卷耳话落,阎追目光停了停,半晌,嗤笑一声。
“你能耐了。”
他这话不知是在说她方才的犯上之语,还是那两世的逾矩之行。
或许除了这些,还有让他放不下的一些别的东西。
“是你亲口所言,阎君于你,是最重要之人。”
“……”卷耳目光一顿,不明白他的意思。
“也是你说的,会陪着我。”
“这些话都出自你口,不是我。”
“……所以呢?”
“所以。”阎追蹙眉,他瞳眸漆漆落在她身上,语气不愉,“你站那么远做什么?”
“……”
“孟婆娘娘处处留情,少年和猫都没放过,怎么,对本君确是生了惧意?”
不知为何,卷耳心里的那丝迷惘就这样散了。
原来不止她一!一个在惶然纠结。
“臣不敢犯上。
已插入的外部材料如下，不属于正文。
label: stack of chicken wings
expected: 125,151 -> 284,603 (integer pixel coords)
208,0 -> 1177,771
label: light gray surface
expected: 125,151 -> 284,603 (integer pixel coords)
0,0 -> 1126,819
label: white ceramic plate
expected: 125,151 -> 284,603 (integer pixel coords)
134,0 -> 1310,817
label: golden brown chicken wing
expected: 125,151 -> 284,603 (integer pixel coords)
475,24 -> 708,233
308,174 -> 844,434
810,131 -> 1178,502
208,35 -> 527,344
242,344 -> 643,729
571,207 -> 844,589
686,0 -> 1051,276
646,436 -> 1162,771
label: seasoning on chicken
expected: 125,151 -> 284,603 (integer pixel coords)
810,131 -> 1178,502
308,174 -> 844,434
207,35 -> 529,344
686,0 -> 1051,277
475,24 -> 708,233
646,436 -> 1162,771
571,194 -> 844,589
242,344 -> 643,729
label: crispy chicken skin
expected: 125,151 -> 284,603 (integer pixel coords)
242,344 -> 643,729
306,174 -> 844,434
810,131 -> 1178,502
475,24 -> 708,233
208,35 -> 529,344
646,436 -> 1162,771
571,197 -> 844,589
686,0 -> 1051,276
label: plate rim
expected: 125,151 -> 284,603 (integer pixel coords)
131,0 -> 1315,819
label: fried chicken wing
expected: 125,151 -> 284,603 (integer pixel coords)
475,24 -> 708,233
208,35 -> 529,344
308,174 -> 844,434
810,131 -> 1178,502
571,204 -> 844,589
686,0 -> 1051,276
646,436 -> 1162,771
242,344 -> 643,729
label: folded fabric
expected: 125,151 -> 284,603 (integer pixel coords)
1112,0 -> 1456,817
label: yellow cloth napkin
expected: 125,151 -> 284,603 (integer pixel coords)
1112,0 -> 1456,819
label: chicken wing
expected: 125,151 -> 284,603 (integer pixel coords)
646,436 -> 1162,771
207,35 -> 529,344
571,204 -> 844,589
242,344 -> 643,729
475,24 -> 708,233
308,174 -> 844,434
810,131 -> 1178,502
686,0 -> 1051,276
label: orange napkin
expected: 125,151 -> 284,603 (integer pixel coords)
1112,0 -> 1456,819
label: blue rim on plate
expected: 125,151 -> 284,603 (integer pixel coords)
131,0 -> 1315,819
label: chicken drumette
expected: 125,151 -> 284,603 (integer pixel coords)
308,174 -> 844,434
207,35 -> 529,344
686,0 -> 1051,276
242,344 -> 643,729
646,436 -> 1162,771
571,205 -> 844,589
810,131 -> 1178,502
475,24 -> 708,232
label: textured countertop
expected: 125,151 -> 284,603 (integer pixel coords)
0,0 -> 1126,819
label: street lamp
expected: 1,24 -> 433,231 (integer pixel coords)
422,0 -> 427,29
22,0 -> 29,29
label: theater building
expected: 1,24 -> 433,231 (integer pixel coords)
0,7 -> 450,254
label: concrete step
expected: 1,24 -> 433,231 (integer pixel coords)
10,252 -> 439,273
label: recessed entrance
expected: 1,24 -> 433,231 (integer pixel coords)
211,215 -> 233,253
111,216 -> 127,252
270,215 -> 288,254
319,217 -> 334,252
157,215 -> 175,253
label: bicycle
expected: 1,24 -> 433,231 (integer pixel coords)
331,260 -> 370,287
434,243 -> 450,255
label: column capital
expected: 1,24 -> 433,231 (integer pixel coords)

”
她心头微松,却还是未多说些什么其他的东西。
卷耳正垂眸思索,冷不丁的便被一股力量瞬间拉至阎追身前。
“不敢犯上?”他嗓音低沉,捏着她的下巴看向自己。
那眼尾红痣似是引他沉沦之药,待那女人说了无胆以后,阎追漫不经心地笑了。
“本君借你胆子。”
“来吧。”
“来犯上啊。”
“本君允许你犯上。”
他眼里藏了火,呼吸和目光同样炽热,定定的看着她,似是要把她里里外外剥个干净。
“……”
“君上可是忘了什么?”卷耳错开目光,尽量平稳着声线问。
那股暧昧的气氛被打破,斜倚在乌金榻上的男人一顿,“什么?”
他下意识的在脑海里过了一遍凡间的那段岁月,好像并未应过她什么。
“二十颗神元丹。”卷耳看他像是真的想不起来了,只能好心提醒。
“……”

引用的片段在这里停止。